Blue, he survived his days in solitude, the resonating echoes of his songbird songs that sang back to him through solitary walls, yes, he lived his days alone and wishing for somebody by his side. His antagonizing paradise welcomed the inviting loneliness. But then she arrived.
She welcomed to him a new world, an uninvited companionship. An old friend, she too, brought her own morose mood and he took her under his wing and together, they found a note to sing and spread their feathers to fly. One note turned quickly into a string of chirps, squawks, and a language created and lost quickly by those who rely upon words. They sang. They screamed. They wanted to make you feel.
She made him feel. She made him open his mouth and scream confessions, unabashed and unafraid for the first time in forever to expose himself to the elements, or to be okay that somebody left the window open, but both were too afraid to fly outside. Who needs to know the world outside when you have a world beside yourself? And still, they sang on.
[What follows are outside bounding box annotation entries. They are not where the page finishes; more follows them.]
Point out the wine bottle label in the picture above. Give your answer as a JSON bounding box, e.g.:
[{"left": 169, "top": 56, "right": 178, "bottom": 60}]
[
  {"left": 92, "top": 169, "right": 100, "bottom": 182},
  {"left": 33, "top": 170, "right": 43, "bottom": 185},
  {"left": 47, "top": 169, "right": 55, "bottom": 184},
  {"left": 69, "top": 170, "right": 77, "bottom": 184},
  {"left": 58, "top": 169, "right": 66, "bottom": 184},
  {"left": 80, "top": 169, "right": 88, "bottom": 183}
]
He feeds seeds to her, unshelled, when he is still hungry. He would have been her Eden if she had clipped her feathers, yet instead, she dipped her wings in a pool of ink and wrote all over the walls of their own chaos that she was his.
Blue knows he has a strong voice, with or without Sweetie. Although he lets her sit on the higher pedestal in the caged life they love, he does recall the songs he sang before meeting her.
And so when she delivers the promise of a sanctity of union, wrapped in a shell of calcium and coated in an evidence of an orchestra that the two share, and his Sweetie sits and waits on pins, needles, and the two of them walk on eggshells of the newborns past that never survive until their expiration date, Blue sings on. This songbird sings his confessions, but never the words.
I guess that's the problem with being a bird. You can sing, you can hold her close, you can sing the songs you sang before you met her, and the songs you've wrote together, to comfort her sweet sorrowful chirps as another infant perishes before your eyes, but you can never find the notes that confess that yes, she had laid an egg, but, you will never have children together. You can never admit that the fault belongs to you.
And so Blue sings on, because his song helps Sweetie sleep at night, as the two mourn broken eggshells upon their shared pedestal. He feeds her the seeds, unshelled. He screams to her the notes until she forgets. And he prays to an open windowed future, that he can be enough to her, for now.